AI models have come a long way. We've moved from GPT-3.5 that could barely count to 10, through early GPT-4 with its 32k context window, to reasoning powerhouses like o3 and models like Gemini that can handle 2M tokens. Yet, at their core, these models still share the same key fundamentals.
That’s why some prompting principles have stood the test of time, while others haven't aged well at all.
Let's find out what actually works in 2025 (and probably beyond)!
Workshop Announcement
Prompting Principles: What Hasn't Changed
After having tried countless prompts and their results, I can confidently say: Being specific still beats everything else. No matter which model you're using, vague prompts lead to mediocre results.
Here's a classic example I keep seeing:
Write me a marketing email for my productivity app.
That's like walking into a mechanic's shop and saying "fix my car" without mentioning what's wrong with it. Modern AI models might be more sophisticated, but they still need context about:
What "better" means for you
What constraints you're working with
What goal you're trying to achieve right now
A better version would be:
Write a marketing email for our productivity app. The audience is small business owners (5-50 employees) who struggle with team coordination. Focus on how our app saves 5+ hours per week through automated task management. Use a professional but friendly tone. Must include a clear call-to-action for our 14-day free trial.
The principles of specificity, clear goals, and proper context still form the foundation of good prompting.
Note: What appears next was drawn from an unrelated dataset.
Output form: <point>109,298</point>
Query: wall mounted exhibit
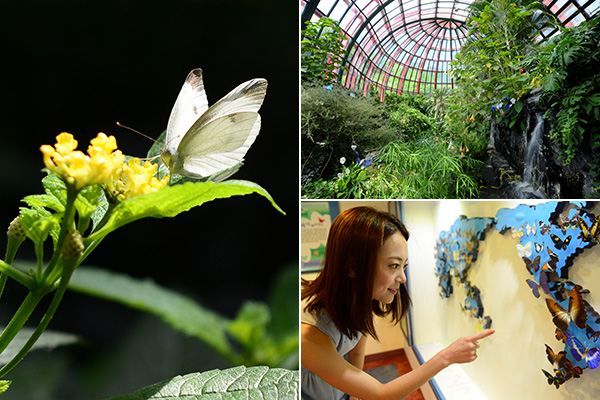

But how exactly do you ensure specificity? That’s where my RGTD framework has never let me down.
The RGTD Framework
I've developed a simple framework that consistently delivers superior results. I call it RGTD - Role, Goal, Task, Details. Not the fanciest name, but it works.

Here's the breakdown:
Role - Who should the AI act as?
Goal - What are you trying to achieve?
Tasks - How should this goal be achieved or wat steps need to be taken? (Ideally in list form)
Details - What additional context matters? (Examples, output styles, further knowledge, etc.)
The beauty of RGTD is its flexibility. Sometimes you need all four elements, sometimes just one or two. For a simple translation, you might go right with the task.
For complex outputs, you'll want the full stack.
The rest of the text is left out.